DURING an earthquake ...
- If indoors:
- Take cover under a piece of heavy furniture or against an inside wall and hold on.
- Stay inside.
- The most dangerous thing to do during the shaking of an earthquake is to try to leave the building because objects can fall on you.
- If outdoors:
- Move into the open, away from buildings, street lights, and utility wires.
- Once in the open, stay there until the shaking stops.
If in a moving vehicle:
- Stop quickly and stay in the vehicle.
- Move to a clear area away from buildings, trees, overpasses, or utility wires.
- Once the shaking has stopped, proceed with caution. Avoid bridges or ramps that might have been damaged by the quake.
AFTER an earthquake ...
- Be prepared for aftershocks. Although smaller than the main shock, aftershocks cause additional damage and maybring weakened structures down. Aftershocks can occur in the first hours, days, weeks, or even months after the quake.

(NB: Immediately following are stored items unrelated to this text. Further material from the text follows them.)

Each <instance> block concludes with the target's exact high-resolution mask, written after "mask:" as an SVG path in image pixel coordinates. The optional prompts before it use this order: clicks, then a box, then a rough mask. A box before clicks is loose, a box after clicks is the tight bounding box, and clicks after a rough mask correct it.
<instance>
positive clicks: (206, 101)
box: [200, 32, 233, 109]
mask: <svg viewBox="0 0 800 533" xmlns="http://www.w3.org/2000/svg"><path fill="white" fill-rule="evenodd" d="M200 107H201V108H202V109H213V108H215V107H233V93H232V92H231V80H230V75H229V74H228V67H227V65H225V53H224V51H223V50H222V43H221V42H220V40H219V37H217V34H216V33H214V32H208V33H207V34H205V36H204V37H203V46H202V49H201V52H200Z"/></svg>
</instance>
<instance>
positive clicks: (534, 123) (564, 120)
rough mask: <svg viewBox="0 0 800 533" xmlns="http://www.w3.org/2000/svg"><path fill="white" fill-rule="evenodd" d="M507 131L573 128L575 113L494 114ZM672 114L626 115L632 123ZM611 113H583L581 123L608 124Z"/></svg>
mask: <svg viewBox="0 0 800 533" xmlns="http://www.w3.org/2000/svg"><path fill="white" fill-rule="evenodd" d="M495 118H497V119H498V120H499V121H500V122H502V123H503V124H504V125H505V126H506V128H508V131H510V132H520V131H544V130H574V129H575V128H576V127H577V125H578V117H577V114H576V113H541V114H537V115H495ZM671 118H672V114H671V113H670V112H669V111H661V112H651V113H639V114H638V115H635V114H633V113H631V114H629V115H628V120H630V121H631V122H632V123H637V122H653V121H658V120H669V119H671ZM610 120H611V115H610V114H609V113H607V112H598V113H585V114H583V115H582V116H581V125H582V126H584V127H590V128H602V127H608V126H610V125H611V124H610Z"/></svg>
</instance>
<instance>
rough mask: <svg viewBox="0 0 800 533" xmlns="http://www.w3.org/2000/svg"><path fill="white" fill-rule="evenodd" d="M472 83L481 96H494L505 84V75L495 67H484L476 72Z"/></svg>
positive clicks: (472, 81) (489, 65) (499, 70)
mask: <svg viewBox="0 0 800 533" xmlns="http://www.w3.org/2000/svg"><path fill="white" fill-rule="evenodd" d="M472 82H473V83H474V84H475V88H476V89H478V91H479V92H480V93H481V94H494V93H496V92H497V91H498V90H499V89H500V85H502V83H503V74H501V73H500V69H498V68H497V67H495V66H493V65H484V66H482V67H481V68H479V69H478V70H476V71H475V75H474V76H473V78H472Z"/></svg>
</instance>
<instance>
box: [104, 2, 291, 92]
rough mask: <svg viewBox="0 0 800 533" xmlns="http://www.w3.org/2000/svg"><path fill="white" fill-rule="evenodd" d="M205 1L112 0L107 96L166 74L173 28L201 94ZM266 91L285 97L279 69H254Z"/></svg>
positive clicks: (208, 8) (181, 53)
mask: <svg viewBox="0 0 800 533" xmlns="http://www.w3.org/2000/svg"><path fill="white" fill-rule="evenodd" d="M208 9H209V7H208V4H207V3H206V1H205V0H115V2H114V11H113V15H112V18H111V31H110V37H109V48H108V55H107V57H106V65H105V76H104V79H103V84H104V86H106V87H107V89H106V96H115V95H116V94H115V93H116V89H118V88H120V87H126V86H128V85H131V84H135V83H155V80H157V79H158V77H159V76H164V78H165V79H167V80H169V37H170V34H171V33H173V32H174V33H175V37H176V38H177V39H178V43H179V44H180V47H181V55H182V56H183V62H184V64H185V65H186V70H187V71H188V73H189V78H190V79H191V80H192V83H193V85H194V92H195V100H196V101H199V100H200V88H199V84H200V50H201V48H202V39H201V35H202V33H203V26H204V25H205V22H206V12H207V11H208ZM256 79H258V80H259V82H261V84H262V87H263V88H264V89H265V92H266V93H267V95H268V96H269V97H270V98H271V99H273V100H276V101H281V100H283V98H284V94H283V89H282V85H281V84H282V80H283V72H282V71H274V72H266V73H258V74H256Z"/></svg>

- Help injured or trapped persons. Give first aid where appropriate. Do not move seriously injured persons unless they are in immediate danger of further injury. Call for help when necessary.
- Remember to help your neighbors who may require special assistance--infants, the elderly, and people with disabilities.
- Listen to a battery-operated radio or television for the latest emergency information.
- Stay out of damaged buildings. Return home only when authorities say it is safe:
- Check for gas leaks--If you smell gas or hear blowing or hissing noise, open a window and quickly leave the building. Turn off the gas at the outside main valve if you can and call the gas company from a neighbor's home. If you turn off the gas for any reason, it must be turned back on by a professional.
- Look for electrical system damage--If you see sparks or broken or frayed wires, or if you smell hot insulation, turn off the electricity at the main fuse box or circuit breaker. If you have to step in water to get to the fuse box or circuit breaker, call an electrician first for advice.
- Check for sewage and water lines damage--If you suspect sewage lines are damaged, avoid using the toilets and call a plumber. If water pipes are damaged, contact the water company and avoid using water from the tap. You can obtain safe water by melting ice cubes, or by accessing water inside your hot water heater (after it has cooled down completely!).
- Use the telephone only for emergency calls.
- Clean up spilled medicines, bleaches or gasoline or other flammable liquids immediately. Leave the area if you smell gas or fumes from other chemicals.
- Open closet and cupboard doors cautiously.
- Inspect the entire length of chimneys carefully for damage. Unnoticed damage could lead to a fire.
- The behavior of pets may change dramatically after an earthquake. Normally quiet and friendly cats and dogs may become aggressive or defensive. Watch animals closely. Leash dogs and place them in a fenced yard.